She smiled and pulled herself up. "It's the safest place to hide from Cormac."

  "Is he giving you a hard time? I can-"

  She put up her hand. "He is what he is." She slid down next to him. "I never cared that much for ground-pounders."

  Mitchell laughed at that. It felt good to find something to laugh about.

  "What's funny?"

  "I hear that a lot."

  "I've heard people say that it has to do with the same implant compatibility that separates the pilots from the grunts. That our minds are just different. Faster, or something. How's your side?"

  "It is what it is," he said. "No sense in crying about it."

  "You don't have to be a tough guy with me, Mitch. How does it really feel?"

  "It stings."

  "Big baby." She laughed. It was nice to hear someone else laugh, too.

  "Were you planning that?"

  "Maybe. I thought you could use a little levity."

  "Thanks."

  She was silent for a minute, just sitting next to him, staring down at the names on the foot. "I'm sorry about Shank. I know you were friends."

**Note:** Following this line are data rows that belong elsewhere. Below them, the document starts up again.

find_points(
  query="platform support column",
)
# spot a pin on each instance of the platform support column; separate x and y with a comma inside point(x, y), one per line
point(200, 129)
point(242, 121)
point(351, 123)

  "We weren't, really. I didn't know him that well. He was a badass soldier, and we respected each other. I'm not happy when I lose anyone on my team."

  "Who's Holly?"

  "It's a long story, and it's going to kill the mood."

  "Sorry."

  "You're welcome to stay if you want, Jennifer. I'm going to shut it down for a while."

  "Yeah, me too."

  Mitchell closed his eyes again. He was aware of Zed next to him, her shoulder pressing lightly against his. It was a small thing, but it comforted him to know he wasn't alone.

  "We can't do this alone," he remembered Katherine saying to him on board the Goliath.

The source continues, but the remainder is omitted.